Recruitment for clinical trials are done in various ways. Physician referrals play an important role, but more traditional consumer media is also used such as TV, radio and billboard advertisements -- even social media is starting to be used. University and health care systems that are overseeing a clinical trial will often engage in community outreach to recruit eligible participants.

Eligibility for a clinical trial is also important. Before joining a clinical trial, an individual must qualify for the study. All clinical trials have guidelines about who can participate. Researchers define these guidelines as inclusion and exclusion criteria. Examples of these criteria include:

  • Limiting participants to a certain age range.
  • Requiring participants to be in a certain stage of the disease being studied.
  • Not allowing health conditions other than the one being studied.
  • Not permitting use of certain medications other than the study drug.
  • Requiring participation of a caregiver or “study partner.”

To help facilitate participation in active trials, the Alzheimer’s Association created TrialMatch – a free, easy-to-use clinical studies matching service that generates customized lists of studies based on user-provided information. You can easily see what studies may be a fit for you or a family member and decide to pursue any if you wish.

While some Alzheimer’s studies involve drugs and physical tests, others involve observation and questionnaires. Studies range from treatment trials, to diagnostic studies, to prevention trials and quality of life studies.


Why is representation in clinical trials important? Do drugs and treatments work differently depending on race/ethnicity?

It’s critical that participants in clinical trials are representative of the broader population -- the full population that is affected by, and at risk for, the disease. Without appropriate participation by African Americans, Hispanics/Latinos and other population groups in Alzheimer’s trials, it is impossible to get a complete understanding of how racial and ethnic differences may affect efficacy and safety.

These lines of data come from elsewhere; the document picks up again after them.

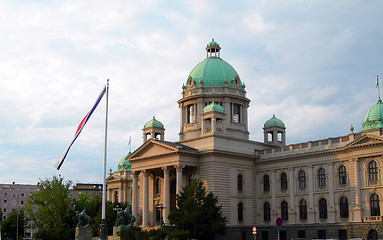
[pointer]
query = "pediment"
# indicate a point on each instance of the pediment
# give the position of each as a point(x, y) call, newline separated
point(150, 149)
point(112, 178)
point(365, 140)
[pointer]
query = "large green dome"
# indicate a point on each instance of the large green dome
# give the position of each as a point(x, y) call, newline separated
point(213, 71)
point(374, 117)
point(274, 122)
point(153, 123)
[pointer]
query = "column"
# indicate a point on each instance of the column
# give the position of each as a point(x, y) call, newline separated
point(166, 196)
point(134, 195)
point(274, 195)
point(311, 207)
point(145, 197)
point(331, 210)
point(358, 202)
point(179, 179)
point(292, 219)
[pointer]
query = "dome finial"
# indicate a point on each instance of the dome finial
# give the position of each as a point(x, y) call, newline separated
point(213, 49)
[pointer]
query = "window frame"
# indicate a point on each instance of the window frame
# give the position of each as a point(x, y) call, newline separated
point(283, 179)
point(321, 177)
point(266, 183)
point(372, 171)
point(303, 209)
point(374, 205)
point(302, 179)
point(266, 212)
point(343, 207)
point(284, 210)
point(342, 171)
point(322, 208)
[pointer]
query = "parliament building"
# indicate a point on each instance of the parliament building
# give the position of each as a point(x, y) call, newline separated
point(330, 188)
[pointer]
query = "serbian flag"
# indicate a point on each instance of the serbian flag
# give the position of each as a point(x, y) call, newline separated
point(79, 128)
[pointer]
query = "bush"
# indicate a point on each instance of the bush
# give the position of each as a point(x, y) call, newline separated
point(179, 235)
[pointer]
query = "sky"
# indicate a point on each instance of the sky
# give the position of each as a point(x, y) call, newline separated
point(313, 64)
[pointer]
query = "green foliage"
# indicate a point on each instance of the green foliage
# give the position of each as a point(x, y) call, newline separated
point(197, 212)
point(51, 209)
point(179, 235)
point(15, 220)
point(135, 233)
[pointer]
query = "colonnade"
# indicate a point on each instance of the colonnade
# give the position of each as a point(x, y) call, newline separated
point(165, 189)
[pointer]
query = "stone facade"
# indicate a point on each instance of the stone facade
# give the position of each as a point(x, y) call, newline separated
point(329, 188)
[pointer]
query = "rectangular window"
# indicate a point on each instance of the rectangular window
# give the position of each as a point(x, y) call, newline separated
point(236, 117)
point(342, 234)
point(265, 235)
point(301, 234)
point(321, 234)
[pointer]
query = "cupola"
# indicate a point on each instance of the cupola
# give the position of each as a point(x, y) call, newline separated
point(124, 165)
point(153, 129)
point(274, 131)
point(374, 117)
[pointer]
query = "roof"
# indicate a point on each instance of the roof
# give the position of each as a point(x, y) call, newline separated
point(374, 117)
point(213, 71)
point(124, 165)
point(153, 123)
point(274, 122)
point(213, 107)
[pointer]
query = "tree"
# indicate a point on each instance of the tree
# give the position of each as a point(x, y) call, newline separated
point(13, 225)
point(51, 209)
point(198, 213)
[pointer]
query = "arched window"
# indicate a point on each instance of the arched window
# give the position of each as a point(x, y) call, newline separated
point(191, 179)
point(266, 183)
point(372, 171)
point(322, 208)
point(374, 205)
point(190, 113)
point(372, 235)
point(303, 209)
point(284, 210)
point(302, 179)
point(342, 175)
point(343, 205)
point(240, 183)
point(283, 181)
point(321, 177)
point(240, 212)
point(266, 211)
point(236, 114)
point(116, 196)
point(158, 186)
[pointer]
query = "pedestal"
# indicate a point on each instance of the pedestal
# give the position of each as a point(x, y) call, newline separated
point(84, 233)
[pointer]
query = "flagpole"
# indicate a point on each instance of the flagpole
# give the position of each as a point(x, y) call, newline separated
point(377, 85)
point(103, 231)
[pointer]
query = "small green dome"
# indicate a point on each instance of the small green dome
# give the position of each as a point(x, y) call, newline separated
point(213, 71)
point(213, 43)
point(374, 117)
point(124, 165)
point(274, 122)
point(153, 123)
point(213, 107)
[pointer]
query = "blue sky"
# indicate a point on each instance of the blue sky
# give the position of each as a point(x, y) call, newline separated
point(312, 63)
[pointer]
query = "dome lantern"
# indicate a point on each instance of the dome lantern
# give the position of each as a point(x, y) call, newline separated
point(213, 49)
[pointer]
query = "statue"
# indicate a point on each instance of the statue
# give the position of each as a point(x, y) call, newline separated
point(125, 218)
point(84, 219)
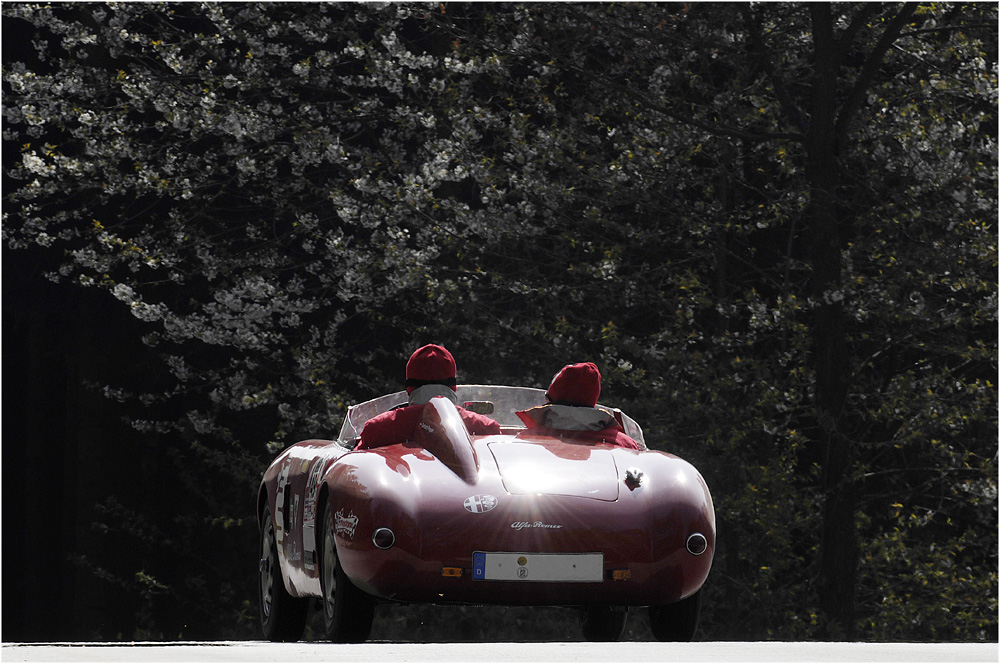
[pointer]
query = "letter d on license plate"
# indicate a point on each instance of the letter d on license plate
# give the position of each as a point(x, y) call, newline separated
point(568, 567)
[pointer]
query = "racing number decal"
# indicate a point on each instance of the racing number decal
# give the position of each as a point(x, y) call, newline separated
point(309, 516)
point(279, 504)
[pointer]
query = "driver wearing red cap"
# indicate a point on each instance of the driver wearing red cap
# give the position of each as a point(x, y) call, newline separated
point(430, 372)
point(572, 406)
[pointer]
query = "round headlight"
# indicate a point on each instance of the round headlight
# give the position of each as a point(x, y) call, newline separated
point(383, 538)
point(697, 544)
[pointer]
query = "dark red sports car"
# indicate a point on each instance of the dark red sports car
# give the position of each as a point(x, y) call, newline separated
point(508, 519)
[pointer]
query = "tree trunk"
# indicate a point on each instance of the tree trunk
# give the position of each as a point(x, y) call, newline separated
point(839, 551)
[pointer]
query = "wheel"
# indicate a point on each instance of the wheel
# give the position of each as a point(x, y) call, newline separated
point(604, 623)
point(347, 611)
point(282, 617)
point(677, 621)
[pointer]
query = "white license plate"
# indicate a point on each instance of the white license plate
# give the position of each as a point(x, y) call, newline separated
point(502, 566)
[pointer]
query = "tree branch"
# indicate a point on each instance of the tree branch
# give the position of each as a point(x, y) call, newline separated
point(870, 68)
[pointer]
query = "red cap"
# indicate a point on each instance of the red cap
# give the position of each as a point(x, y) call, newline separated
point(576, 385)
point(430, 364)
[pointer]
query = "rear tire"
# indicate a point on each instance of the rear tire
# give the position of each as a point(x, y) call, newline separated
point(604, 623)
point(348, 612)
point(677, 621)
point(282, 617)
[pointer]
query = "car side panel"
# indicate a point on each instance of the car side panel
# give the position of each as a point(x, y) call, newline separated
point(292, 485)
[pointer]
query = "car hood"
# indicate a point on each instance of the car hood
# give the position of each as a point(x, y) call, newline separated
point(549, 466)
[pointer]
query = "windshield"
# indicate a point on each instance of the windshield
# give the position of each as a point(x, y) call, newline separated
point(506, 402)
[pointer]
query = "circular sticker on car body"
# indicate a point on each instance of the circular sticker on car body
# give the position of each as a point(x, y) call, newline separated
point(481, 503)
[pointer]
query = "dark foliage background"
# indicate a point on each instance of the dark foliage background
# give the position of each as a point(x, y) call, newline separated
point(773, 226)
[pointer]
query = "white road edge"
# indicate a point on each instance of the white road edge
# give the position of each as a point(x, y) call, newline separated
point(708, 652)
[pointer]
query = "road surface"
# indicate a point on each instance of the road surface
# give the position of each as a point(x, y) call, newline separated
point(507, 653)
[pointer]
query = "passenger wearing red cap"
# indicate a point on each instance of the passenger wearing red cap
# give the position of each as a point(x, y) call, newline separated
point(572, 407)
point(430, 372)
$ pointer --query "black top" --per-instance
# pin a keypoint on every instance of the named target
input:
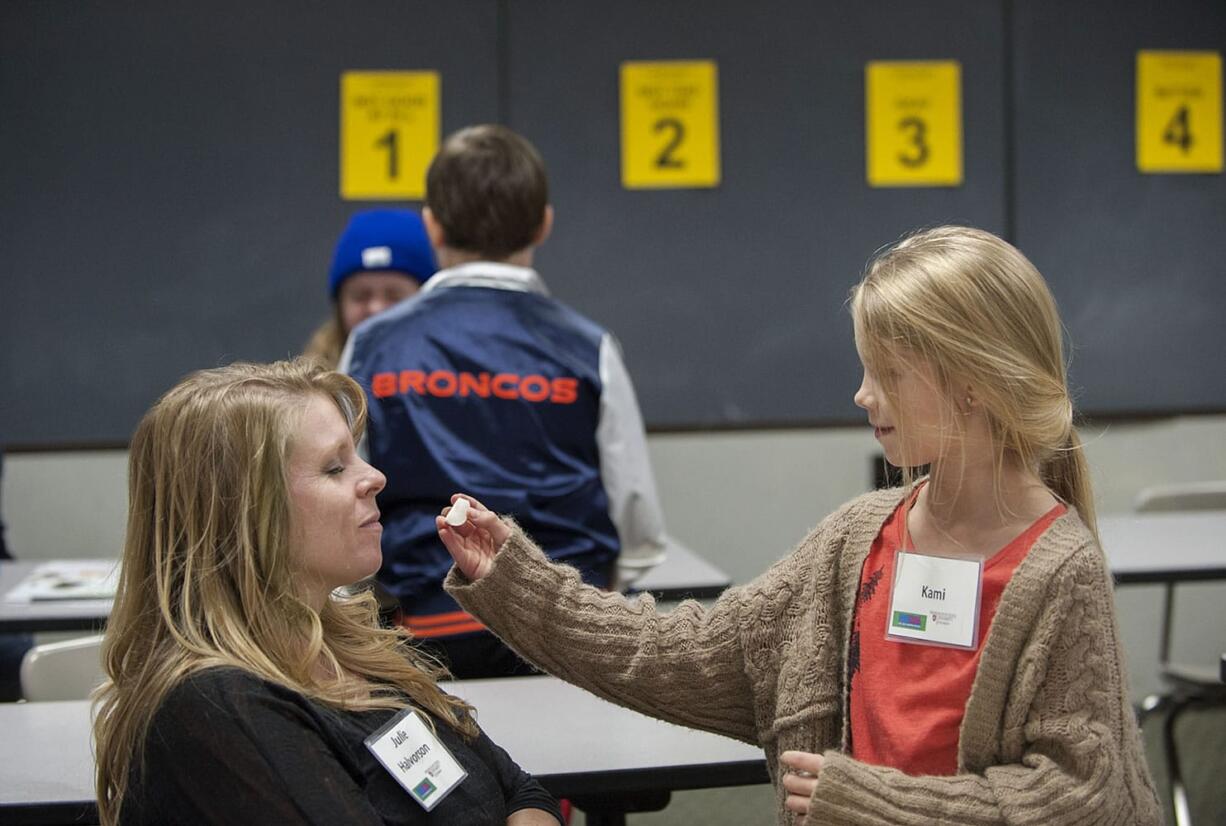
(227, 746)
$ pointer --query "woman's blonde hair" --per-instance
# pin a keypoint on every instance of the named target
(206, 570)
(976, 310)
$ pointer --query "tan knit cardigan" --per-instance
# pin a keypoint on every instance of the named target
(1048, 735)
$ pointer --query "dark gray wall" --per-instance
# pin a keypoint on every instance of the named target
(1138, 262)
(169, 194)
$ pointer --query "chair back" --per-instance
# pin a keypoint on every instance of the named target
(63, 670)
(1184, 496)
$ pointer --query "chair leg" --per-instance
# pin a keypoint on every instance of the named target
(1178, 793)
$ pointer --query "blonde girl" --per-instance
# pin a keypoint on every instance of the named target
(242, 682)
(943, 652)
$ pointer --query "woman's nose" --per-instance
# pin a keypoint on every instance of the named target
(374, 482)
(863, 396)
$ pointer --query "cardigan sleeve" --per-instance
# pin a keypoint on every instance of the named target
(685, 666)
(1079, 744)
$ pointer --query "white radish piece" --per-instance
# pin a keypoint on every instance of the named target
(459, 512)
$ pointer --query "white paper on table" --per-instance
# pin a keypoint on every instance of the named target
(82, 579)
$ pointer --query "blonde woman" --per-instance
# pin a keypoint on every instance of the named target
(244, 688)
(944, 652)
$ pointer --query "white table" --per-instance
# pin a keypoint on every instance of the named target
(683, 575)
(1165, 547)
(52, 615)
(578, 745)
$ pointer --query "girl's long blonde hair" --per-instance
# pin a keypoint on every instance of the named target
(206, 570)
(327, 342)
(977, 310)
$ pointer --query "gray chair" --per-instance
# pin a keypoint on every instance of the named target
(63, 670)
(1187, 686)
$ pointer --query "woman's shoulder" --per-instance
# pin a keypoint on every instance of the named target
(228, 689)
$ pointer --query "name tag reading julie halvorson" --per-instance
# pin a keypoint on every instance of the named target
(413, 755)
(936, 601)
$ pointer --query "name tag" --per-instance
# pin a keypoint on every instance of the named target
(413, 755)
(936, 601)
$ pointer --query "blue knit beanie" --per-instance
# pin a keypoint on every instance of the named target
(383, 239)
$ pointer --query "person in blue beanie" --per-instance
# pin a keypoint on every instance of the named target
(486, 382)
(383, 257)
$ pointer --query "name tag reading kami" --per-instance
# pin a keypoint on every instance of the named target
(936, 601)
(415, 756)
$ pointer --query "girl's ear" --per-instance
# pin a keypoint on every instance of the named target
(966, 400)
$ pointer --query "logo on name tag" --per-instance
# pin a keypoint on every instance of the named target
(423, 789)
(907, 620)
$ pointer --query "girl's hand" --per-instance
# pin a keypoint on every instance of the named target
(473, 543)
(799, 778)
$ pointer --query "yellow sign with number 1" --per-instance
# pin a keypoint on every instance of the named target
(913, 123)
(389, 132)
(670, 124)
(1178, 112)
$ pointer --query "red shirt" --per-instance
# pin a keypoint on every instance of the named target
(907, 700)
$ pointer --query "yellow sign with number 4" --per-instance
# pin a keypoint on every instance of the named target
(389, 132)
(913, 123)
(670, 124)
(1178, 112)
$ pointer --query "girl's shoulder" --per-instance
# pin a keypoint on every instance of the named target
(1067, 549)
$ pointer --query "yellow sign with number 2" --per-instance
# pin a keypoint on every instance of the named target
(913, 123)
(670, 124)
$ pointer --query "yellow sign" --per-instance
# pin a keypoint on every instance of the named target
(913, 123)
(1178, 112)
(670, 124)
(389, 134)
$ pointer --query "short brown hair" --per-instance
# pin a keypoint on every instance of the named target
(488, 190)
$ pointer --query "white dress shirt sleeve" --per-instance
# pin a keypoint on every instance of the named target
(625, 469)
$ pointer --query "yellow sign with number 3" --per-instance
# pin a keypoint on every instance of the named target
(670, 124)
(1178, 112)
(389, 132)
(913, 123)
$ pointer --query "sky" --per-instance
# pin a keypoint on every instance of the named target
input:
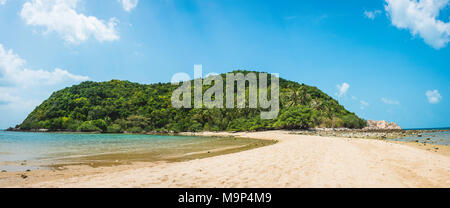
(382, 59)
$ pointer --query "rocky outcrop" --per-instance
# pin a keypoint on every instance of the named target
(381, 125)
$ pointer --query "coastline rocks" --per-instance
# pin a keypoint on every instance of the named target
(381, 125)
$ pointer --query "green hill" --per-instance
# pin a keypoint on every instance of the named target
(119, 106)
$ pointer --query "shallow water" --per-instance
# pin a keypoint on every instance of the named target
(20, 151)
(439, 138)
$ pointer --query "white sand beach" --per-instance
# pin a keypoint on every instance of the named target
(295, 161)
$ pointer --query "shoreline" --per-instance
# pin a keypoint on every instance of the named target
(294, 161)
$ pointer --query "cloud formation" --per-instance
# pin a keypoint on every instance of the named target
(390, 102)
(420, 18)
(433, 96)
(61, 16)
(342, 89)
(20, 85)
(371, 14)
(129, 5)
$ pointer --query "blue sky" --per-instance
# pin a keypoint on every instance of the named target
(377, 58)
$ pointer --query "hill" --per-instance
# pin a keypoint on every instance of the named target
(122, 106)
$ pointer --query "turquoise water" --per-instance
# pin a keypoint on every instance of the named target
(440, 138)
(21, 151)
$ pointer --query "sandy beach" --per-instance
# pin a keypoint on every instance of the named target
(294, 161)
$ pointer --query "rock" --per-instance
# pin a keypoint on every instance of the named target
(381, 125)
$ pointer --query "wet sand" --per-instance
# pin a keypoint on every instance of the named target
(295, 161)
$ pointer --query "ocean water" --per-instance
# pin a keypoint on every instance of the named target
(439, 138)
(20, 151)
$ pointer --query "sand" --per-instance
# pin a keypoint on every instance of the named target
(295, 161)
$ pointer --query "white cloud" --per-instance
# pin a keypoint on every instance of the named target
(129, 5)
(342, 89)
(13, 72)
(420, 18)
(22, 88)
(364, 104)
(433, 96)
(371, 14)
(390, 102)
(61, 16)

  • It's critical that clinical trials are reflective of the population they seek to serve. Without appropriate participation by minority populations -- it's impossible to get a complete understanding of racial and ethnic differences affect efficacy and safety.

Currently, non-White racial/ethnic participation in Alzheimer’s clinical trials is less than 10%. This is consistent with clinical trials looking at other diseases – where non-White racial/ethnic populations are also underrepresented. We need to continue to explore new approaches and new strategies for increasing representative participation in clinical trials, observational studies and other investigations so everyone benefits from advances in Alzheimer’s and all other dementia research.


Discuss efforts to increase support and education for African-Americans and other racial and ethnic groups about Alzheimer's and engage them in efforts against the disease, including research.

The Alzheimer’s Association is leveraging partnerships with several community-based groups to better reach African Americans and the Hispanic/Latinos.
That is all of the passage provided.